Tuesday, September 16, 2008

Oxbridge Opens Very Soon

Desmond says Oxbridge may open for new avatars as early as next week. I am now faculty for the university group -- along with everybody else in Caledon who wants to be.

Reading the Names at 911 Memorial

On Sept. 11, I read the names of the dead at Hope's 911 Memorial. SL was being awful and logins were closed. Somehow I managed to slip in, but most of the other memorial participants didn't arrive until around 10. (It just occurred to me that perhaps being a premium member paid off here.)

Since nobody was there who knew what I was supposed to do, I improvised. Found a list of the names on the web, sat down on the stage (after some hesitation) and waited to do my thing. It was a really long list -- I had forgotten how many people died that day -- over 3000 names.

This was a commemoration of the police and firefighters. Chipmunk Zhang read several poems in memory of her brother, who died in the World Trade Center. Then I got up and started reading the names. Because sit and stand animations weren't working properly for me that day, I flew up and hovered a few feet above the podium.

Long, long list - divided into sections - with people's ages and occupations as well as their names. Names from nearly every ethnic group I could think of. All kinds of occupations. Police. Firefighters. Soldiers from the Pentagon. People on vacation. Many people from one financial organization - that company must have had one of the floors the planes hit in the WTC. Old people. Several students travelling with their teacher. A mother and her children, aged 8 and 3.

I came to the end of the list of Confirmed Dead, and then realized that there was also a list Reported Dead, and it was even longer. Section after section -- think it's finished and then realize there is another one yet to come. It went on and on.

It was an amazingly moving experience to read that list. Turned out I was only supposed to read the names of police and firefighters, but I'm very glad that nobody told me that until after I had finished. I hope they ask me back to do it again next year.

AJCU Virtual Reference

I've started doing virtual reference again for our library consortium. I'm only doing it one hour per week, which is much better than two. Finding it much easier now than before, I think probably because I'm much more comfortable in text chat now.

The first week I got two questions, handled both quite easily, received much gratitude from the patrons. (When I asked one if he'd like me to stay around while he tried using a database for the first time, he was almost pathetically grateful. He was a really nice young man, probably a freshman doing his first ever research project.) Second week was totally dead, no action at all.

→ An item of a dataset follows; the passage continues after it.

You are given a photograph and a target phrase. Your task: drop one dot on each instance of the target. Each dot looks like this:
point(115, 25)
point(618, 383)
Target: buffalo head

It's interesting to remember that the original reason I got into SecondLife was that I wanted to do virtual reference here and compare it with doing it for AJCU. Maybe someday I'll actually do that. :=)

Aug. 30 -- Offline Day

Today was the first Offline Day, a new holiday that was devised by my friend Bucky Barkley. As you might expect, Offline Day is celebrated by not touching a computer on that day. I made it until about 10pm, then succumbed and got online. Withdrawals weren't too severe -- overall it was a nice peaceful day, quiet, a bit boring -- at some point it dawned on me that this was what I typical day was like before I discovered SecondLife. :=-)

Aug. 28 - Inquiry Based Learning in SL

At this week's InfoLit meeting, North Lamar discussed Inquiry Based learning in relation to his teaching in SL (see http://educatorscoop.org/).


In RL, North is Joe Sanchez, a PhD candidate at Universityof Texas Austin. He has a unique teaching style - he uses the principles of Inquiry Based Learning to encourage his students to develop and implement a project that is meaningful to them in sl. Rather than set up exercises to teach things like building, he mainly allows the students to learn whichever skills they feel are necessary to do a good job on their projects.

The class divides itself into project groups, and each group receives some land (I think he said a 1024 parcel) for their project. They are free to do whatever they wish with the land, including terraform it. Some past projects have included holding an "SL Idol" competition (which of course required learning how to build the stage and auditorium, how to stream a live performance, how to publicise and manage an event) building a lasertag facility (required learning about different types of sl ballistics, how to build the course, how to set up a business) and several service learning projects for sl nonprofit groups.

There are common areas on North's island too, including a river (with a supply of innertubes for tubing down it -- he sometimes holds class while everyone is tubing), a carnival (including several rides and a shooting gallery), an auditorium, meeting rooms, a plaza area. He also makes parcels available to other educators at a nominal rent.